Of course I won't have a full set of points in the tracker, I'll have to work on time periods, like 10 minutes, collect data, and then apply the algorithm. This means there will be points based purely on time as the end points for the chunks of data I process.
Distances
One issue is that the raw data is lat/lon and not ground distances. There are ways to work out exact ground distances around the curved surface of the Earth, but a simpler way is to just assume we can map lat/lon on to a flat plane. What I do is, for each stage of the algorithm, take all lat/lon relative to the middle, and convert to metres. For latitude this is simply multiple my 111111 (yes, apparently this comes from French definition of a metre). For longitude it is 111111*cos(lat), remembering to convert to radians for cos().

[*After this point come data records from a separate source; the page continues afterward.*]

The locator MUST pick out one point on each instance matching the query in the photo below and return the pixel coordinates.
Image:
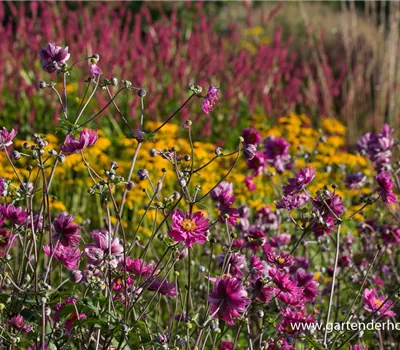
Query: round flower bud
(142, 173)
(114, 81)
(127, 84)
(76, 276)
(130, 185)
(141, 92)
(152, 152)
(218, 151)
(61, 158)
(42, 84)
(15, 155)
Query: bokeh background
(298, 69)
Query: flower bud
(42, 84)
(142, 173)
(76, 276)
(114, 81)
(130, 185)
(141, 92)
(15, 155)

This means I can then work out distance from a line in metres with minimal error. Of course as the algorithm recurses and processes smaller line segments, the error because the Earth is not flat (really, it is not!) reduces.
3D
For a change, I am not talking of 3D printing, but we have altitude as well. So I am including altitude in the calculations. This means that a straight road that has a peak hill gets a point kept at the top of the hill!
4D
Yes, 4D printing would be cool, but no, I am now including time in the algorithm. That way we get points if a vehicle stops and starts or changes speed. The only issue here is deciding how time works as a unit in the distance calculation, so I need a metres/second. I have made this small, treating a 1 second deviation from the line between two points in space and time as a small fraction of a metre, hence you have to change speed or stop for many seconds to create a point you keep. It seems to work well.